О, конечно, первые годы Трифф все же осторожничал. Потом на какое-то время сорвался с цепи, меняя обличья и возможности, как перчатки. Еще спустя десяток жизней начал подумывать о небольшом отдыхе, тут-то ему и встретился на пути подмастерье ювелира, живущий в красивом речном городке. Главное, у того имелось какое-никакое желание, а дальше требовались только ловкость и подходящий случай.
Учиться пришлось, куда же без учения? Впрочем, с природными склонностями Триффа корпеть над металлами и камнями оказалось совсем не трудно. Паренек, слегка изменившийся после одной беззвездной ночи, талантом не блистал, брал свое старанием и терпением и, конечно, не мог претендовать на долю в хозяйском деле. А вот сын ювелира, напротив, с рождения наделенный отменным вкусом к красоте, работать не любил, хотя и принял в конце концов отцовское дело. Вместе с подмастерьем конечно же.

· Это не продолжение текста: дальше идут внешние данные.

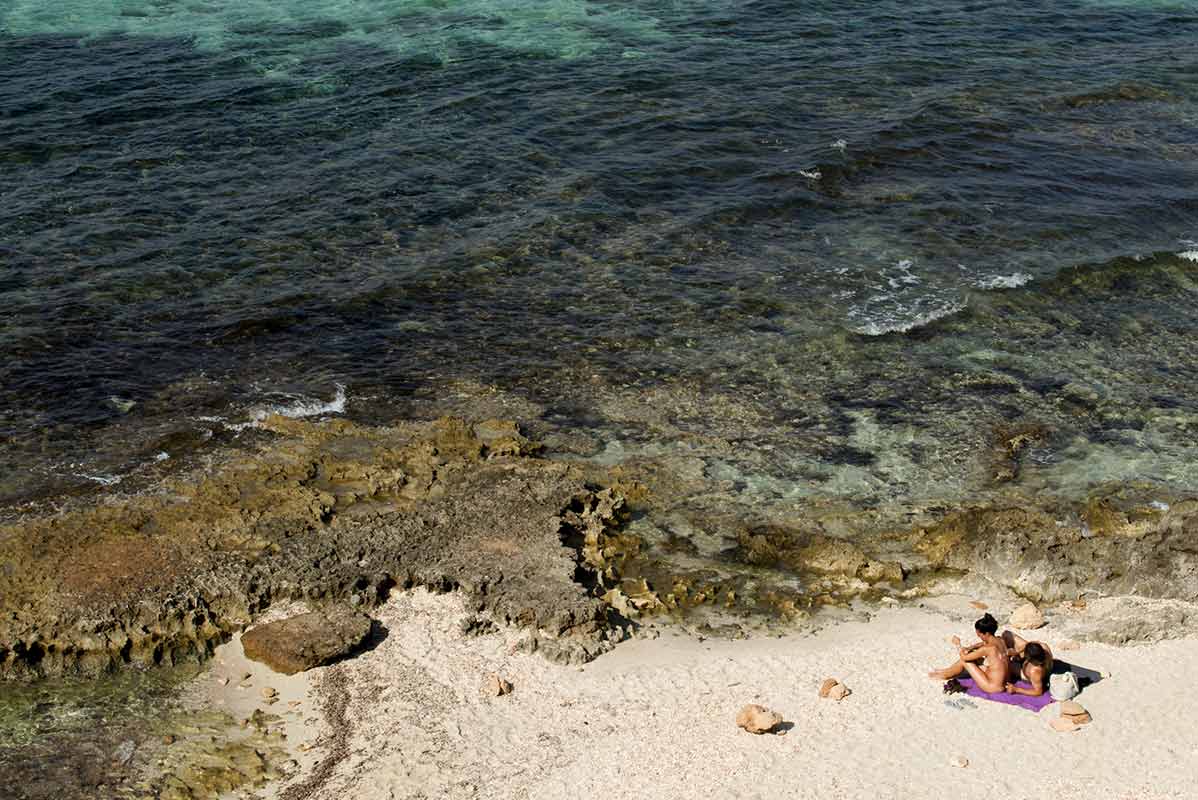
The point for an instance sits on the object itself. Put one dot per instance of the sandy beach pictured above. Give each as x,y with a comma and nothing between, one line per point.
655,717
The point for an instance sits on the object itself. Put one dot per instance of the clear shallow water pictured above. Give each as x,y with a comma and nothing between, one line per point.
210,207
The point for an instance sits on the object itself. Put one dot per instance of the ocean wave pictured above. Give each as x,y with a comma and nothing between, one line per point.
1012,280
881,327
298,407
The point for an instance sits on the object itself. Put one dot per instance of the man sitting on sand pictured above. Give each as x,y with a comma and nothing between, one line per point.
994,671
1030,661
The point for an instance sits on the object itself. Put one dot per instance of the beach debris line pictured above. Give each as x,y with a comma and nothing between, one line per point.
1027,617
757,719
306,641
833,689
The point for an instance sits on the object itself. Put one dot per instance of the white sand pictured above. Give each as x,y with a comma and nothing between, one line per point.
654,719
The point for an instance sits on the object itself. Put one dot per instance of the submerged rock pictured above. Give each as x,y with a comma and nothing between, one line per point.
306,641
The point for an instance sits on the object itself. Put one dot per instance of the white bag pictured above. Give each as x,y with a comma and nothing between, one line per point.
1063,686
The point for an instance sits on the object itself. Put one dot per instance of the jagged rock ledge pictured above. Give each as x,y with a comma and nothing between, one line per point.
324,511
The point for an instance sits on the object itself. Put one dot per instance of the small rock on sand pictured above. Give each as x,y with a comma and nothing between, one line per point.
1063,725
1069,708
496,686
306,641
757,719
1027,617
1075,713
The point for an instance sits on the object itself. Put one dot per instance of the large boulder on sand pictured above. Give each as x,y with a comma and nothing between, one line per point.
758,719
297,643
1027,617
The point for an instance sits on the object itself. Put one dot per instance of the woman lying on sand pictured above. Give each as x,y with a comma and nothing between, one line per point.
1005,660
1029,661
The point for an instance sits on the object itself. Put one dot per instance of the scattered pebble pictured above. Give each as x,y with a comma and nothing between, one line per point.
496,686
757,719
1063,725
1027,617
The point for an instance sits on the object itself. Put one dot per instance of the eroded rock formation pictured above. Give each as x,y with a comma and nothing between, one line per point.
328,510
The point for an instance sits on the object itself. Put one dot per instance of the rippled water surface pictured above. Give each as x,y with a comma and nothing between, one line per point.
838,213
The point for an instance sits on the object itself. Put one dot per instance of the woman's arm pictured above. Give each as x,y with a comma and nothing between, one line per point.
1034,691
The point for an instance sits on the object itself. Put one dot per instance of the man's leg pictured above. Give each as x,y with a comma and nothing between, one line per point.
948,672
982,680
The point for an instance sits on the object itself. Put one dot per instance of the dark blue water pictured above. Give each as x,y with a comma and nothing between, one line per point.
209,206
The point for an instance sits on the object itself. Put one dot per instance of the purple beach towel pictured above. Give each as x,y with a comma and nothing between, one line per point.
1022,701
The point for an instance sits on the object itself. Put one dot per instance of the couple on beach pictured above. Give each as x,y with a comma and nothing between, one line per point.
998,662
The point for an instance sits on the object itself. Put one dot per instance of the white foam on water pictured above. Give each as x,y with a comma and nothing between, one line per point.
278,28
881,327
1012,280
905,277
295,408
103,480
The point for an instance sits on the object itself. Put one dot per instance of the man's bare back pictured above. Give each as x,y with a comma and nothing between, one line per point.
986,662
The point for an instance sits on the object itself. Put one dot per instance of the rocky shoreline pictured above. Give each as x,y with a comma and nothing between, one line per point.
326,511
338,511
548,547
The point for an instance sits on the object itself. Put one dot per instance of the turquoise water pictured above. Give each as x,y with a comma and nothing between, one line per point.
846,214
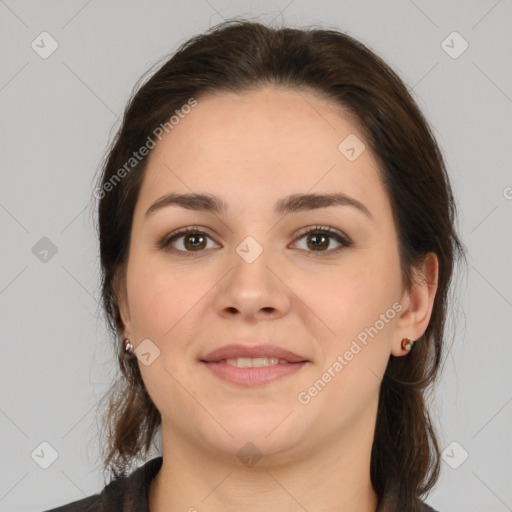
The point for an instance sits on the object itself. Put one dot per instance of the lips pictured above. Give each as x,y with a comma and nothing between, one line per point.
236,351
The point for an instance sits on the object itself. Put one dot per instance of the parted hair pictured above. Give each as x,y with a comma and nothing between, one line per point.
241,55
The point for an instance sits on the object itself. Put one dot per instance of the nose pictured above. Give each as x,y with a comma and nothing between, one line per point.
254,287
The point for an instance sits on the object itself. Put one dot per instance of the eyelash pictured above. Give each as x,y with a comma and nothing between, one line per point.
165,242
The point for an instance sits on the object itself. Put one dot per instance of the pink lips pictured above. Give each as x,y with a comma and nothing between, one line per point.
235,351
215,361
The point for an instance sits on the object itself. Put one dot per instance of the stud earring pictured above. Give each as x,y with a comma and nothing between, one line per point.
407,344
128,348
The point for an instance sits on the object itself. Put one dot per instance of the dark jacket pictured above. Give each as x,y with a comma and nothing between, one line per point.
127,494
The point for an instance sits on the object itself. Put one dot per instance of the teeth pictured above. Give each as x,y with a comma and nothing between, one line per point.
248,362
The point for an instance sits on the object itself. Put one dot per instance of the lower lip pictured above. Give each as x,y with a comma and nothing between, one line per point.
255,376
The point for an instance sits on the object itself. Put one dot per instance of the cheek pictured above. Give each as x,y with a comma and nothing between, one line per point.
159,297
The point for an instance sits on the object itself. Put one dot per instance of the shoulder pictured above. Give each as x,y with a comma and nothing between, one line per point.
125,493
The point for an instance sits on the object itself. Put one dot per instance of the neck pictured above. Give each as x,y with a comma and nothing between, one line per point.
333,477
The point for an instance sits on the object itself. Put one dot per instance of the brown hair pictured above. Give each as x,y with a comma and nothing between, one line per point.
239,55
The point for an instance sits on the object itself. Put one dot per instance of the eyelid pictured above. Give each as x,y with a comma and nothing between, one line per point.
334,233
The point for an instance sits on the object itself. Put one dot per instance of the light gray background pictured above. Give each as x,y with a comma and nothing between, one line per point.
58,115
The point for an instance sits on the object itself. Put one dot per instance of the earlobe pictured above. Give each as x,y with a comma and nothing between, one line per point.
119,288
418,303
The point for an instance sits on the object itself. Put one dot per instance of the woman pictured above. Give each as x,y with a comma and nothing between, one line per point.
277,242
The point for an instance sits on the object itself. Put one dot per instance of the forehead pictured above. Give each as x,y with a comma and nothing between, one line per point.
261,143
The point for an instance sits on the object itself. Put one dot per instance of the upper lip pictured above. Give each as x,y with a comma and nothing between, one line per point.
236,351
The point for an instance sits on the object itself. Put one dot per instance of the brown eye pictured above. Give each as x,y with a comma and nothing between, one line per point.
319,239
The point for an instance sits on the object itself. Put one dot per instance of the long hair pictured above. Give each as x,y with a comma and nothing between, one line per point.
240,55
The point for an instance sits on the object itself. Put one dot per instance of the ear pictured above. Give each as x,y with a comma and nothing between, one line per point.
417,303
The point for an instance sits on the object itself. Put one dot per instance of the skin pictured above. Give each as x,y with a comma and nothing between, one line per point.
252,150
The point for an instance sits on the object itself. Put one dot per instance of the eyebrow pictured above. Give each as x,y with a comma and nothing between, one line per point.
289,204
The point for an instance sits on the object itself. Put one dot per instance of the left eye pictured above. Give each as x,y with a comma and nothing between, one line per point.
193,240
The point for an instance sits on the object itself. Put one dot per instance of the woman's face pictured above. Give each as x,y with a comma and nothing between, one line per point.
254,276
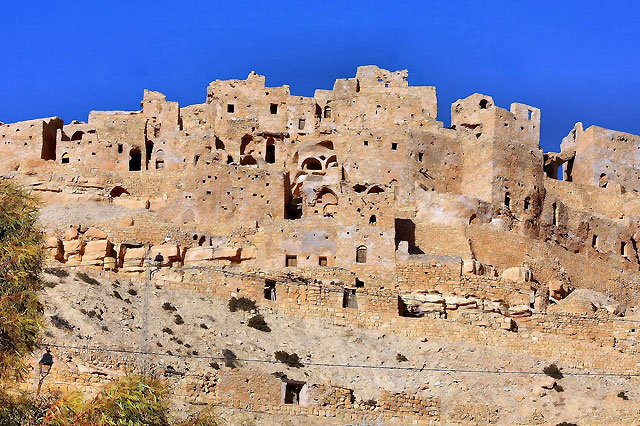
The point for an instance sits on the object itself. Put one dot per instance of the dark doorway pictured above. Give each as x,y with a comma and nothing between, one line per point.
292,392
270,154
148,146
349,298
270,290
406,231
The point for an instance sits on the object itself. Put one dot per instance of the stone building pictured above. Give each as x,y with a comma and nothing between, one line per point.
358,188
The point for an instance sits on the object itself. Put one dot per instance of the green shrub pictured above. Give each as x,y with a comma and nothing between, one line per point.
87,279
552,370
242,304
292,360
258,322
21,262
129,401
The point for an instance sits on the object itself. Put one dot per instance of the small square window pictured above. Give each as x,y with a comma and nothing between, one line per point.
291,261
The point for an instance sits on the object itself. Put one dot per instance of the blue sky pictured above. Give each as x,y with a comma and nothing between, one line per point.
576,60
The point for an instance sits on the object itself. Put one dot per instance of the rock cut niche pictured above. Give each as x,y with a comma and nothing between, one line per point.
406,231
135,160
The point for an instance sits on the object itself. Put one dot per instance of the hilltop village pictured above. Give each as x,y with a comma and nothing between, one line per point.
352,210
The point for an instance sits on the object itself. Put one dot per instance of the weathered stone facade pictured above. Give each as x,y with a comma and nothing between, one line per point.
356,206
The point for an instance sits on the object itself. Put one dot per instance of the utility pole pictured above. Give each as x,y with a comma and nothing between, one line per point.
146,306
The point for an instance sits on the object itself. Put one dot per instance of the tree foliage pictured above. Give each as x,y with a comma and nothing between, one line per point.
130,401
21,261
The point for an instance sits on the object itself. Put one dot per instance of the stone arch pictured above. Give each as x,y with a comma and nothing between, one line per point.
270,152
326,144
327,197
148,148
159,159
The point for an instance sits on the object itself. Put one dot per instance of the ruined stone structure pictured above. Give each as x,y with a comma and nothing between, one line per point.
357,206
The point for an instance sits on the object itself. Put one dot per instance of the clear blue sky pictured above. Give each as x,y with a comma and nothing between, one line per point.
576,60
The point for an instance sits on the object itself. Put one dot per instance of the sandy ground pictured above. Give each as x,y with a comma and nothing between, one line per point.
466,397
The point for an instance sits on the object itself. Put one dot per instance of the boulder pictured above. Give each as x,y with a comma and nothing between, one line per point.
557,289
96,251
95,234
134,258
54,249
73,248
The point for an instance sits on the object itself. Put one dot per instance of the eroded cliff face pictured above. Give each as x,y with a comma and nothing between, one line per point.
354,206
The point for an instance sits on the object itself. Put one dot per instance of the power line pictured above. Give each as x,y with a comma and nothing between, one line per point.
341,289
328,364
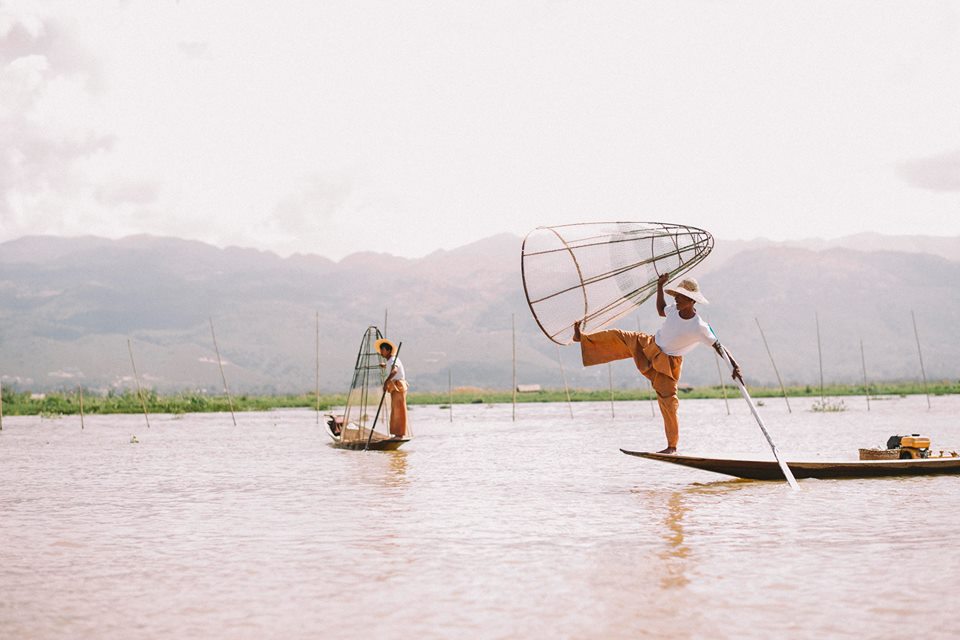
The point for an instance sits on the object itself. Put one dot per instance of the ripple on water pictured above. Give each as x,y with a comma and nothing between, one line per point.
484,527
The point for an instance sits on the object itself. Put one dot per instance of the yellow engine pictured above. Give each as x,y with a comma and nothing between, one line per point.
912,446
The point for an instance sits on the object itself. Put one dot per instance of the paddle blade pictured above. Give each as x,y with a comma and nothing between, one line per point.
599,271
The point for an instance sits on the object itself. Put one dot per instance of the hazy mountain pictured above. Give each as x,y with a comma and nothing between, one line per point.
68,306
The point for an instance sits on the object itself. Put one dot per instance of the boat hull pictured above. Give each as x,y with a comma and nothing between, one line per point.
770,470
359,443
379,445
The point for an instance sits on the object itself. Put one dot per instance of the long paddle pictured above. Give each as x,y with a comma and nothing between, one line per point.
383,395
746,396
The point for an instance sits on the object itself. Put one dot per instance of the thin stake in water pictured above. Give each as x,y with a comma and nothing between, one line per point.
723,385
653,413
863,363
223,376
318,367
776,371
80,395
610,377
136,378
819,355
566,388
513,324
920,353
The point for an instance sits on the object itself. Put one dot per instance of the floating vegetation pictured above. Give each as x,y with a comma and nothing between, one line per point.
828,406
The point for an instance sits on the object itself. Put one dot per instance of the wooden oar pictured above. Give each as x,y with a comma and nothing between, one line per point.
383,395
746,396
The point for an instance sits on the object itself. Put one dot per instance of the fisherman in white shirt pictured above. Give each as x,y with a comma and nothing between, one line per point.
396,385
659,358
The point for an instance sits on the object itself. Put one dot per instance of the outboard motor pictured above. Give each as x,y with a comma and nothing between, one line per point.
912,446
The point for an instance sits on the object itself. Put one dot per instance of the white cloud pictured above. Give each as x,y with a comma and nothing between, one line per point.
298,126
936,173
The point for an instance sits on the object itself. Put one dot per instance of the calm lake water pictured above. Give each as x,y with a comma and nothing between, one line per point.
481,527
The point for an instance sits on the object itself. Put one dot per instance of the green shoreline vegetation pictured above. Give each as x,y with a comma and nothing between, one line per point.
53,404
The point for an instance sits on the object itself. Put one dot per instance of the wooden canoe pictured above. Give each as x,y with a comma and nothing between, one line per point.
358,439
770,470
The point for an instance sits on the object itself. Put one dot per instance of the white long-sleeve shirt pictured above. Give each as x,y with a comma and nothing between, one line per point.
678,336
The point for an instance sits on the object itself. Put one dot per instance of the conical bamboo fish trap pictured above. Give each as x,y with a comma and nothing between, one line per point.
598,272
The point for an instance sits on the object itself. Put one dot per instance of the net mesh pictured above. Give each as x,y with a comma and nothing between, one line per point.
366,389
598,272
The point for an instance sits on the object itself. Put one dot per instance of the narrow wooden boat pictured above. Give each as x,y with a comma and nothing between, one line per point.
770,470
359,439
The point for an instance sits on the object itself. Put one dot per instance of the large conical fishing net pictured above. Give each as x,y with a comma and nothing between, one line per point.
599,271
366,389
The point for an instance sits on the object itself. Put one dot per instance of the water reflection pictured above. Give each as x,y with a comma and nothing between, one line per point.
672,509
676,552
397,471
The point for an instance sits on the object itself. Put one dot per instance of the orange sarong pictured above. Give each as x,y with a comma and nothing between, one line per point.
398,407
662,370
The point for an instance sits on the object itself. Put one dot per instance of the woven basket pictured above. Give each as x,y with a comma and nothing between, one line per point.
879,454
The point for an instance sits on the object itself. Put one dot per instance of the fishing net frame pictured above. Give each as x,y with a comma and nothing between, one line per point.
613,266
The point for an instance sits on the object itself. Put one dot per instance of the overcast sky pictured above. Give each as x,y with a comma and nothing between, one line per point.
336,126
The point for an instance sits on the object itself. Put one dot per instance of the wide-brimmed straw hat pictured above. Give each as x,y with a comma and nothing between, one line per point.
687,287
383,341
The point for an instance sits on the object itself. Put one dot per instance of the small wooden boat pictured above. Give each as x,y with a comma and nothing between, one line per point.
770,470
365,417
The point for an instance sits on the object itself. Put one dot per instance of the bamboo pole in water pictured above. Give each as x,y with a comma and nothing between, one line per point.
566,388
318,368
920,353
653,413
610,378
136,377
775,370
722,383
819,355
80,395
223,376
513,324
863,363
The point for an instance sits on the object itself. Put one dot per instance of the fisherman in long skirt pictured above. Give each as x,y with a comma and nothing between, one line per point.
659,358
396,385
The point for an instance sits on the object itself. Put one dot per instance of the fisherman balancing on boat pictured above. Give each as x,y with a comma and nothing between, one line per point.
396,385
659,357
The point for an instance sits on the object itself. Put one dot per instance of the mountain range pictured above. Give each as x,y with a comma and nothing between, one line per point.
68,307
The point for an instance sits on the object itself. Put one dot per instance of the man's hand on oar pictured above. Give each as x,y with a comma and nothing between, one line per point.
737,375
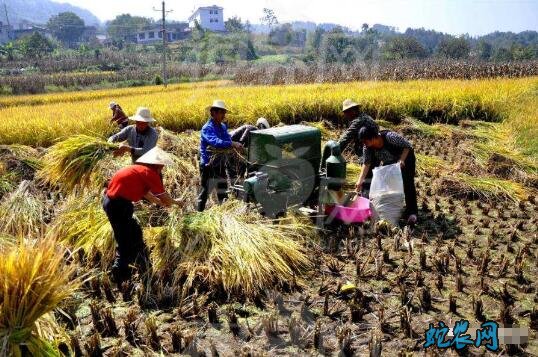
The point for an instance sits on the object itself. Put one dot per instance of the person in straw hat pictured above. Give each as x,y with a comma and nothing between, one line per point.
131,184
359,120
140,137
118,116
214,137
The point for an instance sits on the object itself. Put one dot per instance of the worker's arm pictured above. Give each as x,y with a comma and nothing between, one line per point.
364,172
349,135
210,136
405,152
167,200
152,198
121,136
399,141
149,143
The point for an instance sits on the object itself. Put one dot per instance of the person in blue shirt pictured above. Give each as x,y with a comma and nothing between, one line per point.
214,137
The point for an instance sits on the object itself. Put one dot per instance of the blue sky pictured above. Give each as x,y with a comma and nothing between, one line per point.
475,17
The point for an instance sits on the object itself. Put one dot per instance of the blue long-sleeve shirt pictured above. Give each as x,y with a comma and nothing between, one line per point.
215,136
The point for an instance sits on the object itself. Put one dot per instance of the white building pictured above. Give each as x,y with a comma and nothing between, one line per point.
210,18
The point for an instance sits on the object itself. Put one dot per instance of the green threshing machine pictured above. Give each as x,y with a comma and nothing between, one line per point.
286,168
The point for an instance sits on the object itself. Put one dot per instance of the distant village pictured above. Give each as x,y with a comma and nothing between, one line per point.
210,18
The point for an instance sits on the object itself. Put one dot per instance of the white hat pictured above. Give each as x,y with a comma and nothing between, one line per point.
218,104
143,115
155,156
263,122
348,104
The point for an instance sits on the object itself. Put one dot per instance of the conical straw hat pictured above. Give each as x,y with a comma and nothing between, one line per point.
155,156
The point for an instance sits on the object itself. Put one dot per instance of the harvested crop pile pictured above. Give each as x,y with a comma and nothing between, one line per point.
81,223
22,212
430,165
232,249
74,162
488,188
34,279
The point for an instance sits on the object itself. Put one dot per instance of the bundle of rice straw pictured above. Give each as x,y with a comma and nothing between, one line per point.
34,279
229,248
22,212
74,162
81,223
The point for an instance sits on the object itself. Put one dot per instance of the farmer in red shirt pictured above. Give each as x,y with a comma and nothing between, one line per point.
118,116
128,185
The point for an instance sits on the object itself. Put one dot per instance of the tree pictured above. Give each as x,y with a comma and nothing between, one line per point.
338,47
234,24
400,47
35,45
485,50
125,26
455,48
503,54
269,18
8,50
67,27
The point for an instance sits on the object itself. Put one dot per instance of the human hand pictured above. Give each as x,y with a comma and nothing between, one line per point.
237,145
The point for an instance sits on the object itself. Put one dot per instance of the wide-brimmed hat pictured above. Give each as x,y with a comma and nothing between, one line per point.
143,115
218,104
348,104
155,156
263,122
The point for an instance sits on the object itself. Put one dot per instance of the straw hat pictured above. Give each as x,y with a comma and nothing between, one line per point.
348,104
143,115
155,156
218,104
263,122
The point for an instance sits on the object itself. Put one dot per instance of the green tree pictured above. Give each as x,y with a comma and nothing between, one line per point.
269,18
503,54
456,48
234,24
400,47
520,52
485,50
8,50
35,45
67,27
251,51
338,47
126,26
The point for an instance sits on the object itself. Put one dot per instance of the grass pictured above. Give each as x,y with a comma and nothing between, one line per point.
427,130
22,213
82,224
34,279
181,109
230,248
74,162
486,188
428,165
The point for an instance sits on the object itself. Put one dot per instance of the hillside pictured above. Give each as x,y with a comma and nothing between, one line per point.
39,11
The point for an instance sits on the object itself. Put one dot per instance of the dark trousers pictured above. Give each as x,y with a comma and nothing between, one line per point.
408,176
211,177
130,247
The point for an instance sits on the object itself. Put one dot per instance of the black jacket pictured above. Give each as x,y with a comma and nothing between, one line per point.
352,133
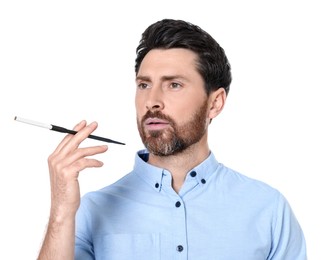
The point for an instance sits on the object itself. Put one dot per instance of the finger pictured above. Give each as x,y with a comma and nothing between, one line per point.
81,153
73,143
83,164
67,138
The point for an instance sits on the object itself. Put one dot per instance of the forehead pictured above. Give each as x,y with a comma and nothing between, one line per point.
172,61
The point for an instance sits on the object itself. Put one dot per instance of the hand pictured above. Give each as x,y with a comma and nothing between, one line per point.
65,164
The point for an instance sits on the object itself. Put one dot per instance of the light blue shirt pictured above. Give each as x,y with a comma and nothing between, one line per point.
219,214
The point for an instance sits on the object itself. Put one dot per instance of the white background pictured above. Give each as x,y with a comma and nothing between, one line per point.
63,61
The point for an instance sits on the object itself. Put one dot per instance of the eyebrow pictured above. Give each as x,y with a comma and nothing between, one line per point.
163,78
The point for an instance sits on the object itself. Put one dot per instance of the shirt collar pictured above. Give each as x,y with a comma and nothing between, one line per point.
159,177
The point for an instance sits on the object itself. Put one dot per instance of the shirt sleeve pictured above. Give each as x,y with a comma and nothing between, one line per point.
288,238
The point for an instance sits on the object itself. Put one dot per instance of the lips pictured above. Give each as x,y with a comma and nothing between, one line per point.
155,124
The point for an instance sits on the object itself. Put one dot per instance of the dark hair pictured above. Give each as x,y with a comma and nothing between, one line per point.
213,64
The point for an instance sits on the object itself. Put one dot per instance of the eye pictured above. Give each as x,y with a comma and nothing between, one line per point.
142,86
175,85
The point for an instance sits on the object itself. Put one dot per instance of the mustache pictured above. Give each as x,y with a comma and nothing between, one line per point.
157,114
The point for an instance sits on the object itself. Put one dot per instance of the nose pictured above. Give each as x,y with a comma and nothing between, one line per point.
154,99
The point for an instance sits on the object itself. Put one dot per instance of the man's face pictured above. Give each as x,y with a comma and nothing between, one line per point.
171,102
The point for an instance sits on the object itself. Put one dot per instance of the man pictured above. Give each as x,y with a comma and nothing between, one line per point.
178,202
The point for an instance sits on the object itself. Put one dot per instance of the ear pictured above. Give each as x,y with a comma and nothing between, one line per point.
217,102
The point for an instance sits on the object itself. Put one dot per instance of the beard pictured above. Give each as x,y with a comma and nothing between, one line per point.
175,138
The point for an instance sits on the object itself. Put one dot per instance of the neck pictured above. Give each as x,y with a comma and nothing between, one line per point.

Дальше все было проще простого, главное, что у нового хозяина ювелирной лавки тоже имелось желание. Пустяковое, не стоящее даже воспоминаний, оно помогло Триффу получить свое нынешнее имя, а заодно и долгожданный отдых. Навыки, приобретенные за прошедшую дюжину лет, смешанные с природными способностями нового тела, превратили бездельника в знаменитого мастера. Правда, работающего уже без подмастерьев.
Жизнь, которую он сам себе сотворил, довольно долго доставляла Триффу Тьезаре ни с чем не сравнимое наслаждение. Пока он вновь не почувствовал, что устал, на сей раз уже не от необходимости прятаться и прятать свои истинные чувства, а от работы. Надо было бы передать дело верному человеку, потому что блистательное настоящее не наступает без тщательной подготовки, да только не встречался никто подходящий. До недавнего времени.
С первого взгляда Трифф не разглядел в парне, переступившем порог лавки, ничего особенного. Ну кроме того, что он недокровка. А прозвучавшее предложение заставило заинтересоваться лишь одну половину ювелира: заказ на сотню пряжек из серебряной филиграни. Усердия здесь требовалось немного, больше времени, и как раз за время незнакомец обещал заплатить очень щедро. Даже вручил половину оплаты в задаток.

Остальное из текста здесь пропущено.